Yashas Palaksha

Personal information
- Born: 8 December 2001 (age 24)
- Height: 1.70 m (5 ft 7 in) (2022)

Sport
- Sport: Track and field
- Event: 400 m hurdles

= Yashas Palaksha =

Indian athlete

Yashas Palaksha (born 8 December 2001) is an Indian athlete. He competes in 400m hurdles event. He is named in the Indian athletics team for the 400m hurdles event for the 2022 Asian Games at Hangzhou, China. Two Indian qualified for the finals, Yashas Palaksha and Santhosh Kumar and they finished fifth and sixth respectively. In the heats, Palaksha clocked 49.61s to take second place.

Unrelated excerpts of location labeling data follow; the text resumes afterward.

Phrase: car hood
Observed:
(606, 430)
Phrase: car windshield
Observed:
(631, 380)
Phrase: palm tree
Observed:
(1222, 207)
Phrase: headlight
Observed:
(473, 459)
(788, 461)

Palaksha who qualified for the final in the 400m hurdles at the Asian Athletic Championships in July 2023 did not take part in the finals. In May 2023, he bagged first place in the 400m hurdles in the 26th National Federation Cup Senior Athletics Championships at Birsa Munda Foot Ball Stadium, Ranchi. A month later, he won the 400m hurdles again in June 2023 at the Indian Championships at Kalinga Stadium, Bhubaneshwar. He set a new personal best of 49.22 sec winning a silver medal at Taiwan Athletics Open 2025.